Let the smaller side of a triangle be $x \mathrm{~cm}$.

According to the question,

One side $=4 \mathrm{~cm}$ longer than the smaller side $=(x+4) \mathrm{cm}$

Third side $=6 \mathrm{~cm}$ less than twice the smaller side

$=(2 x-6) \mathrm{cm}$

$\therefore$ Perimeter of a triangle $=50 \mathrm{~cm}$

$\Rightarrow \quad x+x+4+2 x-6=50$

$\Rightarrow \quad 4 x-2=50$

$\Rightarrow \quad 4 x=52$

$\Rightarrow \quad x=\frac{52}{4}$

$\therefore \quad x=13 \mathrm{~cm}$

Smaller side, $a=13 \mathrm{~cm}$

Second side, $b=13+4=17 \mathrm{~cm}$

and third side, $\quad c=2 \times 13-6=26-6=20 \mathrm{~cm}$

Now, semi-perimeter, $s=\frac{a+b+c}{2}=\frac{13+17+20}{2}$

$=\frac{50}{2}=25 \mathrm{~cm}$

$\therefore \quad$ Area of a triangle $=\sqrt{s(s-a)(s-b)(s-c)}$ [by Heron's formula]

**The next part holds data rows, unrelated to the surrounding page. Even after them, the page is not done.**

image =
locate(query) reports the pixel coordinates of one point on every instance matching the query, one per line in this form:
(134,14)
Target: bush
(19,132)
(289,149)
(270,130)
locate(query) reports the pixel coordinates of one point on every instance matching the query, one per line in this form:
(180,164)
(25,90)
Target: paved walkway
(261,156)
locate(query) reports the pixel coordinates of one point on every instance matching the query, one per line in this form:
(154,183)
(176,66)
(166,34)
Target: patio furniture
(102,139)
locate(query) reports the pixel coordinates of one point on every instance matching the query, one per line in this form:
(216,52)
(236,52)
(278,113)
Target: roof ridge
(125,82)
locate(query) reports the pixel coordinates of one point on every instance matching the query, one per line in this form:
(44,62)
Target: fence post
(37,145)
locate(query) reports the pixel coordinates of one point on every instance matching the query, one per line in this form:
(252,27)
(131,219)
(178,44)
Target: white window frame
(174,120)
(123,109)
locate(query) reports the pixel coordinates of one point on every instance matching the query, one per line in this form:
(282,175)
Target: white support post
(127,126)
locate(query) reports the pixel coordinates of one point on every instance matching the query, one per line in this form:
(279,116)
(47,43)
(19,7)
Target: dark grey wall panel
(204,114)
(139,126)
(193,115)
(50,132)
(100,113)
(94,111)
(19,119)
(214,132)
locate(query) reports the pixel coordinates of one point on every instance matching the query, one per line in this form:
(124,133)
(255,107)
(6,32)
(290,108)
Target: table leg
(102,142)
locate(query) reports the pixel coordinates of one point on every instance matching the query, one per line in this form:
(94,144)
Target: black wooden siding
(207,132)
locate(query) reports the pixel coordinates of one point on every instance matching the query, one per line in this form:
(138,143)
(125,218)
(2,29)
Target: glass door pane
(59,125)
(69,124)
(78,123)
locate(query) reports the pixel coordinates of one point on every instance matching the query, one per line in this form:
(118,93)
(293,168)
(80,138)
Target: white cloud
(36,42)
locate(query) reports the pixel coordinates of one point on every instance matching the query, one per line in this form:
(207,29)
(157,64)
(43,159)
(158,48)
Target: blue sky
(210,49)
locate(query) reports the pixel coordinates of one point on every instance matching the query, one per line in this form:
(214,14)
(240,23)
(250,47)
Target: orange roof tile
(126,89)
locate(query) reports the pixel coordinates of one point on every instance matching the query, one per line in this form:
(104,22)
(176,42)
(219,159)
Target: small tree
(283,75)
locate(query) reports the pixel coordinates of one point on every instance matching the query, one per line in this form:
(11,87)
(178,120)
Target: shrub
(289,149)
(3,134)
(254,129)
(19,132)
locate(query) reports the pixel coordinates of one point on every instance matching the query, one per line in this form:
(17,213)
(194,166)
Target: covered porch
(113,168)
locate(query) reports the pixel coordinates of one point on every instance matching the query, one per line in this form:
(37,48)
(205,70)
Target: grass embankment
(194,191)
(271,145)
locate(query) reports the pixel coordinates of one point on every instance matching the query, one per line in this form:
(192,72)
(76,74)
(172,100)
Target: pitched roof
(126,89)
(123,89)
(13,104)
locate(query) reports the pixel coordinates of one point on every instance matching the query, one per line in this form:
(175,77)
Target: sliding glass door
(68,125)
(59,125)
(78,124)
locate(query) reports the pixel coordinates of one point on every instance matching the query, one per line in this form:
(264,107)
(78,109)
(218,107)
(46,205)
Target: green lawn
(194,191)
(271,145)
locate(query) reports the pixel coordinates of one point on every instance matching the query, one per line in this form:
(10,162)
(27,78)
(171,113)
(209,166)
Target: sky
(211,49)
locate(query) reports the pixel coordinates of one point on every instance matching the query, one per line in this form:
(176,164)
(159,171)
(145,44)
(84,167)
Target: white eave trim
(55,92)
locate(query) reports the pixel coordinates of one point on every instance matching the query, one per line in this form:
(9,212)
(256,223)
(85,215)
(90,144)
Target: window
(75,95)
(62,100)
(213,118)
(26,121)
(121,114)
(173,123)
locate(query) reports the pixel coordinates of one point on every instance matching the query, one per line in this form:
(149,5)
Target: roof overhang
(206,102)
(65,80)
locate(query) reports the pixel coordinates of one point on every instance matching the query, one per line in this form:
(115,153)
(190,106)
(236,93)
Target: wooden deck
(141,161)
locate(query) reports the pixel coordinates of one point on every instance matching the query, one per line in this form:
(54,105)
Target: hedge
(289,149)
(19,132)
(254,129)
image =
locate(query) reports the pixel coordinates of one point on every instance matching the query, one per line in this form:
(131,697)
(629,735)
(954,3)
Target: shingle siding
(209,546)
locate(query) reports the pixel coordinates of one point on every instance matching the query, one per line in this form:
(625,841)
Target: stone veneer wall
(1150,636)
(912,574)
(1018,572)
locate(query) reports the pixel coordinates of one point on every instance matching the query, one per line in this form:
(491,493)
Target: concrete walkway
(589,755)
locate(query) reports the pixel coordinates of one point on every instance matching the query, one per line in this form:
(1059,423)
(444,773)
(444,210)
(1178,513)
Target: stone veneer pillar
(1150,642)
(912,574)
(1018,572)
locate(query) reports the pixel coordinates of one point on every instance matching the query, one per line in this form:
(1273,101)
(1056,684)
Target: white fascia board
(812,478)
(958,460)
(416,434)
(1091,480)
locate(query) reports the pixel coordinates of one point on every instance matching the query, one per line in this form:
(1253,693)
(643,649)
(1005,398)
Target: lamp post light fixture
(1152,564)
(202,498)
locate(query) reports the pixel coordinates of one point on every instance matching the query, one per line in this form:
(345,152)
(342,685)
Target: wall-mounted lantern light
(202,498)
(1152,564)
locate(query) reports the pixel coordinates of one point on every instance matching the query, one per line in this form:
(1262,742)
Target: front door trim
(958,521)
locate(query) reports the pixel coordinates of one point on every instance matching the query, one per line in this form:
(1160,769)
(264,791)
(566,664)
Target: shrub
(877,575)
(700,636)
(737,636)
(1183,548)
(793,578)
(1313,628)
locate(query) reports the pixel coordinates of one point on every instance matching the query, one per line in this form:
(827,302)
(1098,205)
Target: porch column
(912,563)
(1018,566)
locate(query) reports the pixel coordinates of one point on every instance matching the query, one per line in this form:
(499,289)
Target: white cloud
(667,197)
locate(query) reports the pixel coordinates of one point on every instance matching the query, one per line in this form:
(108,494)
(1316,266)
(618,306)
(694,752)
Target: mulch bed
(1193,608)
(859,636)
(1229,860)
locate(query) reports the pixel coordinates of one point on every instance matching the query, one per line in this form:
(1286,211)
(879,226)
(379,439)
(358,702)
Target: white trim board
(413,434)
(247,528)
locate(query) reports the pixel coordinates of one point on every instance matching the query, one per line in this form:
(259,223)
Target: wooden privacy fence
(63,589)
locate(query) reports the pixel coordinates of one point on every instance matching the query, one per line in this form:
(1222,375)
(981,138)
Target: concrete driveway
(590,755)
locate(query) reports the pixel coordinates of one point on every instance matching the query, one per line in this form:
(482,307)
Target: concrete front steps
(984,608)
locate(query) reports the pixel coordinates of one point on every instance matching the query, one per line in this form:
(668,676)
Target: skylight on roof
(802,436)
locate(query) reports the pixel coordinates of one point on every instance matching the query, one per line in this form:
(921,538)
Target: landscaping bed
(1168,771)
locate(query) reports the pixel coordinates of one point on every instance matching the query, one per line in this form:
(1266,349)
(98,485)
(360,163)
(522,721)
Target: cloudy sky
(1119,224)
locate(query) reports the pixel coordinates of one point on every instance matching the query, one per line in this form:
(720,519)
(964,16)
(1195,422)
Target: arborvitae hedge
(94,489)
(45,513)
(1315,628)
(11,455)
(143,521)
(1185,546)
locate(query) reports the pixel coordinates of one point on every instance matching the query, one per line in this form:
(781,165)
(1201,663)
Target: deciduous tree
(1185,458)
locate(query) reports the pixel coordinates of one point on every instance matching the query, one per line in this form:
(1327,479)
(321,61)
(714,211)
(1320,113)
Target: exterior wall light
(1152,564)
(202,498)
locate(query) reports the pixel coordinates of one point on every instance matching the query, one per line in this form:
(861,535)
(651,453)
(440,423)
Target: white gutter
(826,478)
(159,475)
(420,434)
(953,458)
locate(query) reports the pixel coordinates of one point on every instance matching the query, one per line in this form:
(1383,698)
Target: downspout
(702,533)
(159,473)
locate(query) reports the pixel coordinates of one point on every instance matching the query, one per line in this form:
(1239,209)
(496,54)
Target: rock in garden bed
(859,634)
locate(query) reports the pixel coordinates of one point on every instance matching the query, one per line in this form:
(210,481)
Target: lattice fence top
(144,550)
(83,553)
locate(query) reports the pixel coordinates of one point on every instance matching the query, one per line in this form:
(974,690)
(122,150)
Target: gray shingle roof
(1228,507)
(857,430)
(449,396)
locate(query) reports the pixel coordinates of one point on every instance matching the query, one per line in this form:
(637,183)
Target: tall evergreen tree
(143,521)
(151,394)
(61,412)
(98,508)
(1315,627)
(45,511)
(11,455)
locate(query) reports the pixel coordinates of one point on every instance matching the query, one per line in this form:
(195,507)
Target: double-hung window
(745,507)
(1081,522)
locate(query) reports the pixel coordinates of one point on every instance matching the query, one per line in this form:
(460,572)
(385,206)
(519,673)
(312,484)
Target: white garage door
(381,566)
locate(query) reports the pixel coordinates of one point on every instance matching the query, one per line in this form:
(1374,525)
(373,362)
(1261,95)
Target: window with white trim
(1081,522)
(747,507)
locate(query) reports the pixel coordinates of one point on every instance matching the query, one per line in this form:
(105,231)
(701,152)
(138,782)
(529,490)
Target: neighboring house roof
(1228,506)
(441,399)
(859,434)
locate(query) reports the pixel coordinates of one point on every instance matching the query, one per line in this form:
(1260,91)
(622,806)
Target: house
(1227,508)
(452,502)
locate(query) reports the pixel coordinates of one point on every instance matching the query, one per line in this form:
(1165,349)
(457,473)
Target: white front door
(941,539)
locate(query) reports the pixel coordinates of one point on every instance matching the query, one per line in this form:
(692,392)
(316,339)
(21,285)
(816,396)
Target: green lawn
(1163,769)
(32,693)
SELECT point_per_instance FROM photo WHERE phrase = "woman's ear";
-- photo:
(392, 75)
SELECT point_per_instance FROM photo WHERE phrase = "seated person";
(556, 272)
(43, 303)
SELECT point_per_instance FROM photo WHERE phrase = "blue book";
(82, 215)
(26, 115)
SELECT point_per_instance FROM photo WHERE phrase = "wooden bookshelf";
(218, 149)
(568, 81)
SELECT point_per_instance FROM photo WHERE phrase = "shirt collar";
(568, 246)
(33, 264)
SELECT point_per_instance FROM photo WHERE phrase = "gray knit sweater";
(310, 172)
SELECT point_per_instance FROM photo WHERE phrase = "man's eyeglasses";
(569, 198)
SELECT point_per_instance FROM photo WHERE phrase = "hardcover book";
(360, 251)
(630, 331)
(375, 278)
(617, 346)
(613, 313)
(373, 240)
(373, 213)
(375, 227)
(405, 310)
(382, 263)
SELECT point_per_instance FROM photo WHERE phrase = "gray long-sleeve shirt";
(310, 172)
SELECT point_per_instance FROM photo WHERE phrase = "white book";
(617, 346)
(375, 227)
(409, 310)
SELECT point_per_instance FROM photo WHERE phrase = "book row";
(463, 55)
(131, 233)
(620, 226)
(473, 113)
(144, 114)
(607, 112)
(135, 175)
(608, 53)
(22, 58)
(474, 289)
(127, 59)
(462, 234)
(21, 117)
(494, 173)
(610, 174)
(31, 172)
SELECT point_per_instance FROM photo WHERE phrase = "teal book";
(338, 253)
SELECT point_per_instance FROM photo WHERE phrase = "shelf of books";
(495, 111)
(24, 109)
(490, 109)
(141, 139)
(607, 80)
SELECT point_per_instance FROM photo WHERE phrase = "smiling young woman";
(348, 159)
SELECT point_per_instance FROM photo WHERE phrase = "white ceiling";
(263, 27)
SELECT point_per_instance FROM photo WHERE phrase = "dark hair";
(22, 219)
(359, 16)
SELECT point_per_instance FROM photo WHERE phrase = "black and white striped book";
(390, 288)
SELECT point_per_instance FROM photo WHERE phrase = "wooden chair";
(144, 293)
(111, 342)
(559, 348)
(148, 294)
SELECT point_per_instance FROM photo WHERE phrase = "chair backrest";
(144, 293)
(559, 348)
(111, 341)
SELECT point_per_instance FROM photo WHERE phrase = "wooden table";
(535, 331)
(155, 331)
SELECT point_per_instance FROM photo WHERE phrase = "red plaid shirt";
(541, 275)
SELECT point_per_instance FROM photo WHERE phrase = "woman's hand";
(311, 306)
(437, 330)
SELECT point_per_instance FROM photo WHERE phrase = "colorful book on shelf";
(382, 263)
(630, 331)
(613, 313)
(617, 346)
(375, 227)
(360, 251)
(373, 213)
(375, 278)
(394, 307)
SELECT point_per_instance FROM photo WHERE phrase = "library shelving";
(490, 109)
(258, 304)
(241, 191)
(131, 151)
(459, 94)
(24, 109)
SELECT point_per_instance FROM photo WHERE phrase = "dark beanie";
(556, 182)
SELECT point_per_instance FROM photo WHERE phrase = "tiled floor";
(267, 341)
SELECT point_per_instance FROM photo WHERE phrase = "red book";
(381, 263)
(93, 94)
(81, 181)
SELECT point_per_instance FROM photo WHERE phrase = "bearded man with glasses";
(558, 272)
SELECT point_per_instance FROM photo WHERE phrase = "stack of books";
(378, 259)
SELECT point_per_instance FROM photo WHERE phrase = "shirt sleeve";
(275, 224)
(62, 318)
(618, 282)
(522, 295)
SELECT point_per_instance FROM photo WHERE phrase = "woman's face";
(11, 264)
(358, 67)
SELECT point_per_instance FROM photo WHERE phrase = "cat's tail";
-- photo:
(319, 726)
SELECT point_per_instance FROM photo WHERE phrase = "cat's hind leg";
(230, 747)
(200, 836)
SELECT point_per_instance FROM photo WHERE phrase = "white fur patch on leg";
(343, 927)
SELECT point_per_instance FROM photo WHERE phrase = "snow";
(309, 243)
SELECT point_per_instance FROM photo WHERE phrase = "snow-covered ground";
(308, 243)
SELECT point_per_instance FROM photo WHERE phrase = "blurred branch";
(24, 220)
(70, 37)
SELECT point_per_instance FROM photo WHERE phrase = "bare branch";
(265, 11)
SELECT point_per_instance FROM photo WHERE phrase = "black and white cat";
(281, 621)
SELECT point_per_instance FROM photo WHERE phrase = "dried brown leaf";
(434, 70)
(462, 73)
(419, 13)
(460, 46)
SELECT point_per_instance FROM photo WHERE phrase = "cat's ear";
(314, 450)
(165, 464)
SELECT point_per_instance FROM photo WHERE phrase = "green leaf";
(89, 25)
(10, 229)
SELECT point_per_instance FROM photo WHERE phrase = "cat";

$=\sqrt{25(25-13)(25-17)(25-20)}$

$=\sqrt{25 \times 12 \times 8 \times 5}$

$=\sqrt{5 \times 5 \times 2 \times 2 \times 3 \times 2 \times 2 \times 2 \times 5}$

$=5 \times 2 \times 2 \sqrt{30}=20 \sqrt{30}$

Hence, the area of triangle is $20 \sqrt{30} \mathrm{~cm}^{2}$.